Hilscher offers a wide range of products for industrial communication in fieldbus networks. The netX technology, based on multiprotocol-capable SoCs (System on Chips) and accompanying protocol software, is at the forefront. netX can be integrated into industrial components - such as controllers, sensors or actuators - as highly integrated communication interfaces. Thanks to the associated firmware, which can be loaded onto the chip as needed for the required protocol stack, Hilscher supports component manufacturers and automation specialists in the development of flexible solutions for use in a wide variety of fieldbus networks - whether for PROFIBUS, CANopen, DeviceNet, CC-Link or other fieldbuses.

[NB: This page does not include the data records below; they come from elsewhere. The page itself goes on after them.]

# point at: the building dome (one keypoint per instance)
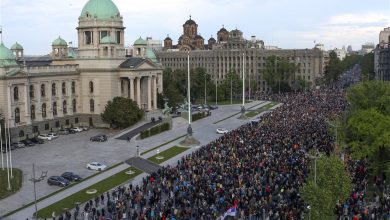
(7, 58)
(100, 9)
(16, 46)
(59, 42)
(140, 41)
(107, 40)
(151, 55)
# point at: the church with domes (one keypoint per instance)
(72, 86)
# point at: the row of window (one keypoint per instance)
(54, 107)
(53, 90)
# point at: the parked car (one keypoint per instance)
(58, 181)
(71, 176)
(28, 143)
(45, 137)
(18, 144)
(96, 166)
(36, 140)
(99, 138)
(222, 131)
(53, 135)
(76, 129)
(63, 131)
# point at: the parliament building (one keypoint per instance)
(72, 86)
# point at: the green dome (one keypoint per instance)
(7, 58)
(107, 40)
(140, 41)
(59, 42)
(151, 55)
(16, 46)
(100, 9)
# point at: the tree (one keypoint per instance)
(333, 183)
(122, 112)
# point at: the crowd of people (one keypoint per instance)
(253, 172)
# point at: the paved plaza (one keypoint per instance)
(73, 152)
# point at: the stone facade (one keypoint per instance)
(64, 91)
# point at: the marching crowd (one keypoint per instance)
(253, 172)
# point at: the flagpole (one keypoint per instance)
(6, 154)
(1, 146)
(9, 145)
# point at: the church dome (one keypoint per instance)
(100, 9)
(107, 40)
(151, 55)
(59, 42)
(16, 46)
(140, 41)
(7, 58)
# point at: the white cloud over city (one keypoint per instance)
(287, 24)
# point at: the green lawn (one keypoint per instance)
(82, 196)
(167, 154)
(261, 109)
(16, 182)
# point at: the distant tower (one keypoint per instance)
(139, 47)
(59, 49)
(167, 43)
(17, 50)
(211, 42)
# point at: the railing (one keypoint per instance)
(51, 69)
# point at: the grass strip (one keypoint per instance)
(154, 148)
(235, 114)
(15, 182)
(81, 196)
(167, 154)
(60, 190)
(263, 108)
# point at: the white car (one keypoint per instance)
(96, 166)
(77, 129)
(222, 131)
(52, 135)
(45, 137)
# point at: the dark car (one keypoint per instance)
(28, 143)
(71, 176)
(58, 181)
(99, 138)
(36, 140)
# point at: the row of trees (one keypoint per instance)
(366, 130)
(336, 67)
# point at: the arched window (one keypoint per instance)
(53, 89)
(91, 105)
(64, 109)
(16, 93)
(32, 110)
(17, 115)
(73, 87)
(63, 88)
(32, 92)
(43, 90)
(74, 105)
(90, 86)
(54, 108)
(44, 110)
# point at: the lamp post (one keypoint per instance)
(189, 140)
(36, 180)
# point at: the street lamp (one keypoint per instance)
(37, 180)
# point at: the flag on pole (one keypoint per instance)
(231, 211)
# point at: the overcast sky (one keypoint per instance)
(283, 23)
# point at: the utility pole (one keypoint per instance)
(36, 180)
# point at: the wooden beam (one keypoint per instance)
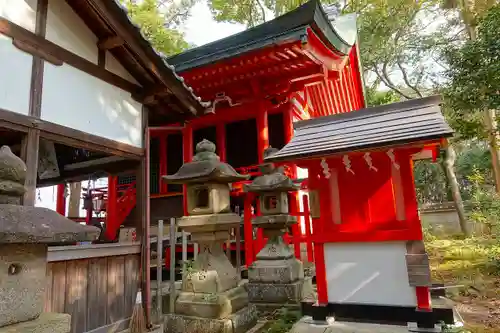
(92, 163)
(60, 54)
(31, 142)
(110, 43)
(148, 56)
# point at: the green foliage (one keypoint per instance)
(284, 320)
(473, 159)
(474, 75)
(484, 203)
(158, 21)
(376, 97)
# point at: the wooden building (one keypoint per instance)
(301, 65)
(79, 85)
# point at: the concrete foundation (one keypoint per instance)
(307, 325)
(45, 323)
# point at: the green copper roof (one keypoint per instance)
(338, 32)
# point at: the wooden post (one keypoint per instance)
(248, 229)
(61, 199)
(307, 224)
(159, 271)
(184, 250)
(221, 141)
(187, 152)
(237, 235)
(173, 230)
(163, 164)
(111, 208)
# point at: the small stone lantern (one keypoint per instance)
(211, 299)
(24, 235)
(276, 277)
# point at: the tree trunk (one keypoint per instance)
(455, 190)
(75, 194)
(491, 128)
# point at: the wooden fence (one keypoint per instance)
(96, 291)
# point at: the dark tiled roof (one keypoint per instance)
(283, 29)
(160, 55)
(387, 125)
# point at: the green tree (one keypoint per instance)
(474, 84)
(159, 20)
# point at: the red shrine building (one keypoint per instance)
(302, 65)
(369, 254)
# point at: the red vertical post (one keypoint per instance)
(187, 153)
(423, 298)
(248, 229)
(319, 250)
(61, 199)
(293, 197)
(262, 133)
(307, 224)
(221, 141)
(112, 208)
(163, 164)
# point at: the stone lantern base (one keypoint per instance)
(276, 278)
(211, 299)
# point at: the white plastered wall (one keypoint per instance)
(67, 30)
(90, 105)
(368, 273)
(77, 100)
(15, 65)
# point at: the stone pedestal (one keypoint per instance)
(211, 298)
(276, 278)
(24, 234)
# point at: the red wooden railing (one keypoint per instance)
(121, 201)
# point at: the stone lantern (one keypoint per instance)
(24, 235)
(276, 277)
(211, 299)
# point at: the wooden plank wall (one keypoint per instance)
(95, 292)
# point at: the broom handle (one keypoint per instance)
(159, 271)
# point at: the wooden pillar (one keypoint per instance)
(248, 229)
(187, 153)
(31, 142)
(163, 164)
(112, 208)
(319, 250)
(221, 141)
(262, 132)
(293, 197)
(307, 225)
(61, 199)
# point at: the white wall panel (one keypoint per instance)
(15, 77)
(67, 30)
(21, 12)
(368, 273)
(90, 105)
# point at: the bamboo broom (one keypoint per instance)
(138, 321)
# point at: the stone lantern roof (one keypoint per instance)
(205, 167)
(273, 179)
(24, 224)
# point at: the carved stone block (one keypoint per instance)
(275, 292)
(239, 322)
(23, 280)
(276, 271)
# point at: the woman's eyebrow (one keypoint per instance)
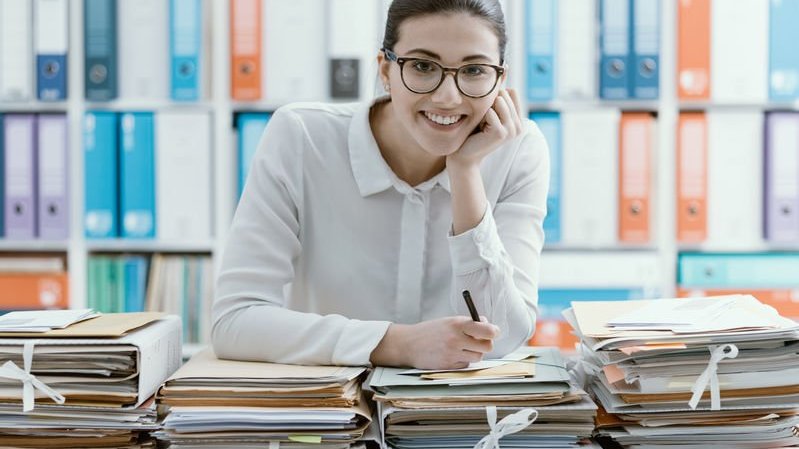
(434, 55)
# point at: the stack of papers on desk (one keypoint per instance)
(215, 403)
(107, 369)
(647, 358)
(424, 409)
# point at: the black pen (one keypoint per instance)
(472, 311)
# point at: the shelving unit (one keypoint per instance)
(222, 108)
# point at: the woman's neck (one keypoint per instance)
(402, 154)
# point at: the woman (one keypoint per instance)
(361, 225)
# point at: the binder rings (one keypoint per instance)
(739, 52)
(250, 126)
(16, 50)
(541, 30)
(100, 49)
(185, 48)
(137, 174)
(577, 49)
(53, 177)
(183, 176)
(614, 64)
(245, 49)
(590, 177)
(781, 183)
(646, 49)
(51, 43)
(20, 176)
(296, 72)
(549, 124)
(693, 49)
(351, 46)
(636, 136)
(143, 49)
(101, 175)
(692, 171)
(783, 57)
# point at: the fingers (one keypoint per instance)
(514, 96)
(482, 330)
(509, 112)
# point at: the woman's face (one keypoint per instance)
(440, 121)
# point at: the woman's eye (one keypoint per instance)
(423, 66)
(474, 70)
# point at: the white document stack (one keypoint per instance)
(92, 384)
(691, 373)
(222, 403)
(449, 409)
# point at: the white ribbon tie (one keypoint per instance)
(10, 370)
(508, 425)
(717, 354)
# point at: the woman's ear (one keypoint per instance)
(383, 67)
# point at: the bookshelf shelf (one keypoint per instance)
(148, 246)
(7, 246)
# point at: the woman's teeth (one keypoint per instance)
(443, 120)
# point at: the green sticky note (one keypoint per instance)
(306, 438)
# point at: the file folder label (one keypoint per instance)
(20, 176)
(53, 177)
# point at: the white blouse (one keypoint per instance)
(328, 246)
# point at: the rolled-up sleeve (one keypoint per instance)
(250, 321)
(498, 260)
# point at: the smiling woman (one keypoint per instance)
(361, 225)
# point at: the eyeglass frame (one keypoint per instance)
(391, 56)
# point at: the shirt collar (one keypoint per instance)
(371, 171)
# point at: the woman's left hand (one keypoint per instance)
(502, 122)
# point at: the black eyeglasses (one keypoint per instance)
(423, 76)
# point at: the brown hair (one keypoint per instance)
(488, 10)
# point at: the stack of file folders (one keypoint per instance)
(210, 402)
(448, 409)
(689, 373)
(93, 382)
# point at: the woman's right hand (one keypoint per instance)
(444, 343)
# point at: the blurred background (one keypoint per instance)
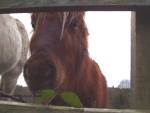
(109, 43)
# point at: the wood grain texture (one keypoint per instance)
(20, 6)
(14, 107)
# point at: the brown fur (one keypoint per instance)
(63, 64)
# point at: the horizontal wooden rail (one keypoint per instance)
(20, 6)
(14, 107)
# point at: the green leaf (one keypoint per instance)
(71, 98)
(44, 96)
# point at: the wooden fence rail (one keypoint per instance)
(14, 107)
(13, 6)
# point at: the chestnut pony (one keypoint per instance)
(60, 60)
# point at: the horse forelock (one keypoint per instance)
(64, 17)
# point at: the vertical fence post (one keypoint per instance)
(140, 59)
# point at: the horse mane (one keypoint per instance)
(59, 51)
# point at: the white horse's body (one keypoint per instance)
(13, 51)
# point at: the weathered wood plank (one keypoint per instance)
(7, 6)
(13, 107)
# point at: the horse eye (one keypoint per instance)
(74, 24)
(33, 25)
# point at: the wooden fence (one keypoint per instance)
(140, 46)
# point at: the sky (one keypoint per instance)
(109, 42)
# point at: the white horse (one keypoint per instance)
(14, 44)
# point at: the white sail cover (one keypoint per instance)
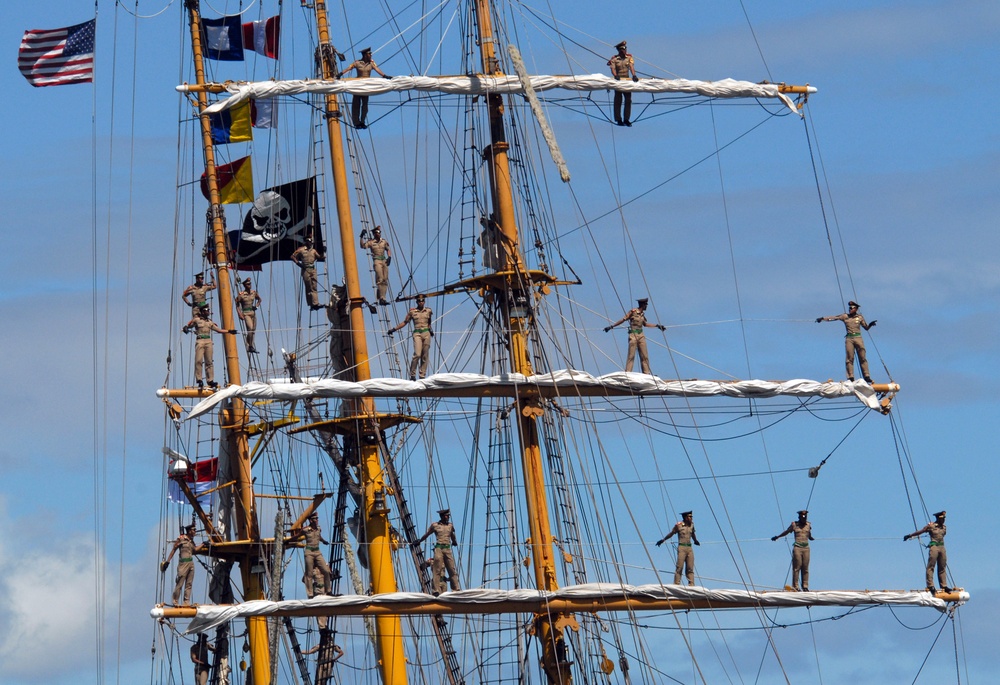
(564, 383)
(506, 84)
(211, 616)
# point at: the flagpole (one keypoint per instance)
(234, 417)
(375, 493)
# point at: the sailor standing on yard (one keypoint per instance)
(185, 564)
(204, 349)
(305, 258)
(359, 103)
(684, 530)
(636, 337)
(622, 66)
(313, 556)
(199, 656)
(936, 554)
(421, 317)
(444, 536)
(198, 293)
(854, 322)
(247, 302)
(800, 549)
(381, 259)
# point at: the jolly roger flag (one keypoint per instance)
(277, 224)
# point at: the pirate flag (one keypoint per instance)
(279, 221)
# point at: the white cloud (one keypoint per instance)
(49, 617)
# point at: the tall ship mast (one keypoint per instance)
(348, 445)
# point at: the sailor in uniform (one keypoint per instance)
(443, 531)
(936, 554)
(800, 549)
(421, 317)
(247, 302)
(636, 337)
(622, 66)
(853, 341)
(684, 530)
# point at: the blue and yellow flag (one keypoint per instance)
(232, 125)
(235, 182)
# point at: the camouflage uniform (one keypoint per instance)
(199, 295)
(306, 257)
(185, 568)
(314, 558)
(380, 252)
(247, 301)
(421, 318)
(936, 554)
(800, 552)
(685, 552)
(853, 342)
(204, 348)
(444, 535)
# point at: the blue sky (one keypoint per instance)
(905, 121)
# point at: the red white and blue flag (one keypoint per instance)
(225, 38)
(56, 57)
(201, 477)
(262, 36)
(263, 114)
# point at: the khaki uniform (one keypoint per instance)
(685, 552)
(247, 302)
(379, 251)
(359, 103)
(306, 258)
(204, 349)
(185, 569)
(621, 68)
(421, 319)
(443, 534)
(800, 553)
(315, 560)
(854, 343)
(199, 295)
(936, 554)
(636, 319)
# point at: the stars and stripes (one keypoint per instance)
(56, 57)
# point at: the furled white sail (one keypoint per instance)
(479, 601)
(507, 84)
(564, 383)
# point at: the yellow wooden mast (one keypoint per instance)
(388, 629)
(515, 297)
(234, 417)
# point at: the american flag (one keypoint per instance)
(56, 57)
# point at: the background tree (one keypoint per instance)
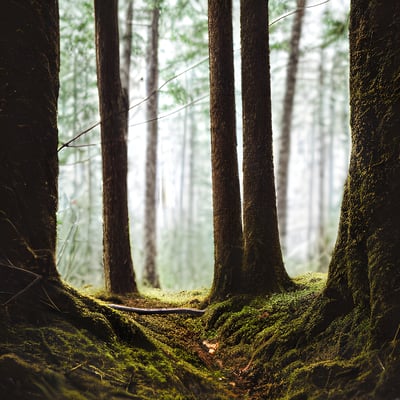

Based on the netX communication controllers, Hilscher developed different embedded modules and the PC cards of the cifX family (which are available in all common form factors - from PCI and PCIe to the smallest multiprotocol-capable PC cards on the automation market in M.2 format). These communication interfaces already include the necessary chip peripherals and are therefore faster to integrate.

In addition, gateways, switches and network and communication diagnostic devices support the smooth operation of fieldbus networks.

Next to conventional fieldbus systems, Hilscher's components for industrial communication networks also support the most common protocols for Industrial Ethernet - such as CC-Link IE, EtherCAT, EtherNet/IP, Modbus TCP or PROFINET.